Mon premier emploi pendant les vacances d’école, en 1948-49, fut sur la construction comme journalier pour les entrepreneurs Joachin Couturier et Jos Guay et consistait à barouetter du ciment, un très bon travail pour développer les jambes et les bras, ce qui me favorisa au début de ma carrière. Après ma graduation en 1950, j’ai travaillé pendant six ans pour mon entraîneur Biff Lemieux qui était entrepreneur en toiture, travail que j’ai bien apprécié car il était agréable de travailler à l’extérieur et surtout que c’était intéressant d’écouter les histoires de boxe de M. Lemieux tout en travaillant. En 1956, j’ai travaillé à temps partiel pendant quelques années à l’usine de la compagnie Fraser Paper, un travail à l’intérieur que je n’appréciais pas beaucoup.
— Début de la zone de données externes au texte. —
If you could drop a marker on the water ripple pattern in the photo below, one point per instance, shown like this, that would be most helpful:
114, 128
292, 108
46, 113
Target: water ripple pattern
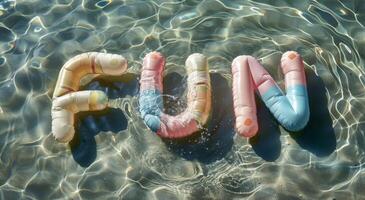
115, 156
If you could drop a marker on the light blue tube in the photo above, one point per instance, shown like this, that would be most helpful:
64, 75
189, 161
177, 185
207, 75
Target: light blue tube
150, 107
292, 109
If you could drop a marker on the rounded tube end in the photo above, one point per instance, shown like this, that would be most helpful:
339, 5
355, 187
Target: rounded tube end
246, 127
63, 132
112, 64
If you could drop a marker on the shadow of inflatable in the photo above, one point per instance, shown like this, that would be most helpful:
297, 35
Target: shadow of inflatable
89, 124
217, 140
318, 137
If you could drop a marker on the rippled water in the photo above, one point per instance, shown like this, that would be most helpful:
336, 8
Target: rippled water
115, 156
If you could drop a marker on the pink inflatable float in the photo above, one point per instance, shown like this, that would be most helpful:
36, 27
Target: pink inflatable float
199, 97
291, 110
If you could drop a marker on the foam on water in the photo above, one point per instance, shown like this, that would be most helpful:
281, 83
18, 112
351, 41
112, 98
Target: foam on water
115, 156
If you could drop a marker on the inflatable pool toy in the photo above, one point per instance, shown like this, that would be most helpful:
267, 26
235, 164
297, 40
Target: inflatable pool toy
67, 100
291, 110
199, 97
En 1963, me voilà parti pour l’aventure avec deux amis. Nous avons pris la décision de partir une compagnie de construction appelée HMC Modern Home Ltd., mes associés Hermel Michaud et Ronald Campagna et moi, en plus d’exploiter un magasin de peinture au 261, rue Victoria, soit l’actuel restaurant chinois Tam’s. Notre compagnie employait vingt-deux personnes. La compagnie ferma les portes au début des années 1970. La première maison dont j’ai construite à été celle du 163-34e avenue, il s'agissait de la mienne. Enfin, fini les loyers. Je suis allé travailler contremaître sur les trottoirs, pour la ville d’Edmundston, pendant quelques années. En 1975, puisque j’avançais en âge et que malheureusement la santé dégradait, je me suis trouvé un travail moins exigeant, j’ai travaillé à la résidence Louis Cyr de l’Université de Moncton, Campus d’Edmundston, comme gardien jusqu’en 1984.
En 1983, j’ai été opéré à cœur ouvert. Aujourd’hui, je peux vous affirmer en toute sincérité que mon pire ennemi est encore le tabac. Malgré tout, arrivé à 73 ans, par la grâce de Dieu, avec mon épouse et mes enfants autour de moi, je suis un homme béni et heureux. Je peux vous affirmer que la boxe a été pour moi une très belle période dans ma vie et qu’il me fait plaisir d’écrire cette mini biographie pour qu’elle soit présentée sur ce site. Et je suis d’autant plus heureux que le promoteur de ce panthéon est mon cousin. Je me souviens de mon oncle Baptiste pour avoir déjà bénéficié de ses services comme placier lors de mes galas de boxe et pour m’avoir coupé les cheveux lorsque j’étais pris au dépourvu avant un combat. Donc, sincère remerciement au promoteur pour cette ingénieuse idée de créer ce panthéon, dans le but de promouvoir le sport du noble art style boxe anglaise et de faire connaître l’historique de la boxe.